Avanza lentamente la participación de las mujeres en la ciencia, afirman investigadores de la UNAM

Avanza lentamente la participación de las mujeres en la ciencia, afirman investigadores de la UNAM

Es importante el avance que ha tenido la participación femenina en la ciencia para lograr la igualdad de género; no obstante, preocupa que ese proceso sea lento, consideraron la coordinadora de la Investigación Científica de la UNAM, María Soledad Funes Argüello; y el investigador emérito del Instituto de Física (IF) de esta casa de estudios, Arturo Menchaca Rocha.

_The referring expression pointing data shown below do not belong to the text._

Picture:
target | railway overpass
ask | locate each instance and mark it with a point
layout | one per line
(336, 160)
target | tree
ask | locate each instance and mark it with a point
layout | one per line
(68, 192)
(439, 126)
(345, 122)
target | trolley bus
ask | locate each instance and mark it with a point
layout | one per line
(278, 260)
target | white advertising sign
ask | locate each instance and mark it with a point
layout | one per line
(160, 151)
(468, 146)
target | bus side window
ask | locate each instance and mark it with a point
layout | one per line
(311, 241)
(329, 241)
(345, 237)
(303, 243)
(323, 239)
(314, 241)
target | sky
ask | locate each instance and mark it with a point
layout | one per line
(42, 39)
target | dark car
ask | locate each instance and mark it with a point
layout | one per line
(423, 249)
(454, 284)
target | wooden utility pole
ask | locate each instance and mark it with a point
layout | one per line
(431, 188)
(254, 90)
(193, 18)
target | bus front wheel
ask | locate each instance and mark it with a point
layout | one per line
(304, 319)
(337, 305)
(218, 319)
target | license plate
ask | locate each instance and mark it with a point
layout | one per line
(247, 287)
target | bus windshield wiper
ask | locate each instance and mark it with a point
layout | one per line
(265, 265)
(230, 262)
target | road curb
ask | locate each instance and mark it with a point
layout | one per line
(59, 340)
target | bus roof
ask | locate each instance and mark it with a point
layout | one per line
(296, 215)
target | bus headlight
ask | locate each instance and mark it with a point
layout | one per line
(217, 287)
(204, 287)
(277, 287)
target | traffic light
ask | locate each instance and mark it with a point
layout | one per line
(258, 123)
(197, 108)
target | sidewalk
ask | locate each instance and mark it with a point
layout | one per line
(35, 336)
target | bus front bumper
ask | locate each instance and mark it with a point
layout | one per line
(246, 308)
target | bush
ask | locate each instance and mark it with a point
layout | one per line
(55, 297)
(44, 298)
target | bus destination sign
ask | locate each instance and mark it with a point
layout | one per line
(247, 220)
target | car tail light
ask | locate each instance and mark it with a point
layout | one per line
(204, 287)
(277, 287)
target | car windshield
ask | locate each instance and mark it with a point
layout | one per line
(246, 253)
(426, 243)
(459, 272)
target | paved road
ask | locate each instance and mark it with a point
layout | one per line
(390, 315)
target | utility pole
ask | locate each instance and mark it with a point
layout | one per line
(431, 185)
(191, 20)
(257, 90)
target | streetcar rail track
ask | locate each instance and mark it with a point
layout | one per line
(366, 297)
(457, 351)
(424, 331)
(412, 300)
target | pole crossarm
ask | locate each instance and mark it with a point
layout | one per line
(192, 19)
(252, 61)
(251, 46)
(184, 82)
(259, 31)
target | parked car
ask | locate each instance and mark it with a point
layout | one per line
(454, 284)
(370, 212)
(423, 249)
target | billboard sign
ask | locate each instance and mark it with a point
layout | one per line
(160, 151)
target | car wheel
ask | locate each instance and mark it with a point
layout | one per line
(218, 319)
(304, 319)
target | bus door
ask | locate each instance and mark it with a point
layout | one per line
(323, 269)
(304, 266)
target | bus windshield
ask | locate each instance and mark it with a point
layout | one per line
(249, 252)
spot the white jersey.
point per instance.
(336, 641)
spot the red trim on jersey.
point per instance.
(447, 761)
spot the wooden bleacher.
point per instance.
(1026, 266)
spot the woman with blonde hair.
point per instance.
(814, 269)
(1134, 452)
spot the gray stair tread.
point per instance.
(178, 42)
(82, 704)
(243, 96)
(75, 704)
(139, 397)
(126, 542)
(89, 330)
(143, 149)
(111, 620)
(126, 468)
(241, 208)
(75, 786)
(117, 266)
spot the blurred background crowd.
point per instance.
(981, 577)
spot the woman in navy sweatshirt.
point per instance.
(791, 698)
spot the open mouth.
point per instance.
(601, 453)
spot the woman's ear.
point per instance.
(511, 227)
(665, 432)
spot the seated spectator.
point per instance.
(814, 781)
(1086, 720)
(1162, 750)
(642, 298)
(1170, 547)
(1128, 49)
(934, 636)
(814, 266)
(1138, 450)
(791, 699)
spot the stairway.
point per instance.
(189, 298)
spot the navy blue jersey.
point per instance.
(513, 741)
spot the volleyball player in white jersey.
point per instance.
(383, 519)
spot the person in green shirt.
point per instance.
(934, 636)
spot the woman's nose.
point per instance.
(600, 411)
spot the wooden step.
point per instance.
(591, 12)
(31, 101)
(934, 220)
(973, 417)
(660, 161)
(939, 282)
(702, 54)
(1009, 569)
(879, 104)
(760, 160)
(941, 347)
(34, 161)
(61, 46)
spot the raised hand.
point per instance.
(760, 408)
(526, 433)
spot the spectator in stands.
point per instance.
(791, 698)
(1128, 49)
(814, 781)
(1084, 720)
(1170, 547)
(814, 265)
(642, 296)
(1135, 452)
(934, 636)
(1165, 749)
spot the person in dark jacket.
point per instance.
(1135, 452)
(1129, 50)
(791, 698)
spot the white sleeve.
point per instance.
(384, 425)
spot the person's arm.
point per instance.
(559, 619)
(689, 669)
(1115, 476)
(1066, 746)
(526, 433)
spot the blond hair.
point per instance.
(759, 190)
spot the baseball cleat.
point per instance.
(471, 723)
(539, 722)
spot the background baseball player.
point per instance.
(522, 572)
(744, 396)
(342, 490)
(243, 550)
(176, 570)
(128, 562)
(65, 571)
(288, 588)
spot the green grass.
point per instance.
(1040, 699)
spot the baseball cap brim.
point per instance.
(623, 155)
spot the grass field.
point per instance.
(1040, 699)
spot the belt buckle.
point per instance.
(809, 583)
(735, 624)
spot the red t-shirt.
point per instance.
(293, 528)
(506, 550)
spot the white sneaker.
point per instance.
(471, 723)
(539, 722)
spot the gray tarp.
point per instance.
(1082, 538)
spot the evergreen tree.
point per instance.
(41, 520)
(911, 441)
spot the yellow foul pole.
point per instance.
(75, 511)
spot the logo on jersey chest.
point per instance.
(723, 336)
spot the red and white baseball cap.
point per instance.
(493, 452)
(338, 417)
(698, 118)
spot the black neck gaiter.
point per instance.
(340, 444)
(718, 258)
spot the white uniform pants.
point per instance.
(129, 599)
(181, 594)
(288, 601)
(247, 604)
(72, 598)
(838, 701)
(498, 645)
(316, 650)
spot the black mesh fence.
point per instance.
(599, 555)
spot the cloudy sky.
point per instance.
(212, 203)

Con motivo del Día Internacional de la Mujer y la Niña en la Ciencia, que se celebra el 11 de febrero, María Soledad Funes refiere que, a nivel mundial, el porcentaje de científicas es de 30 por ciento, es decir, bajo; y es algo que va a costar varios años remediar, pero lo esencial es que lo empecemos a hacer.

Por su parte Arturo Menchaca dice que estamos ante un proceso de transición que requiere mayor empuje para culminar con la paridad de género en los espacios científicos. “La presencia femenina es ya imparable”.

Con base en el documento Status and Trends of Women in Science. New Insights and Sectoral Perspectives (2025), de la UNESCO, a nivel mundial las jóvenes tienen más probabilidades que los jóvenes de matricularse en la educación superior: 46 por ciento de ellas y 40 por ciento de ellos lo hacen en estudios avanzados dentro de los cinco años posteriores a la finalización de su educación secundaria.

Sin embargo, las mujeres representan solo 35 por ciento de los graduados en ciencias. También constituyen una proporción baja de las personas investigadoras científicas: una de cada tres a nivel mundial es mujer.

Para el organismo internacional “cerrar la brecha de género es importante no solo para la equidad, sino también para la calidad, la pertinencia y el impacto de la ciencia, la tecnología y la innovación”.

Las mujeres, apunta Funes Argüello, “tenemos una perspectiva distinta a la de los hombres y, en ese sentido, cualquier trabajo o proyecto que se haga en conjunto va a ser más “sólido y robusto” que si solo tenemos a unas u otros.

En la Universidad realizamos un ejercicio consciente para captar esas vocaciones, por atraerlas a las distintas carreras STEM: ciencia (Science), Tecnología (Technology), Ingeniería (Engineering) y Matemáticas (Mathematics).

En el Subsistema de la Investigación Científica, subraya, tenemos menor representación de mujeres en el área de física y matemáticas; hay comunidades con 20 por ciento de personal académico femenino. Ahí se trabaja con ahínco en fomentar vocaciones científicas, establecer contacto con las niñas para que se interesen y valoren que estudiar alguna de esas carreras es posible.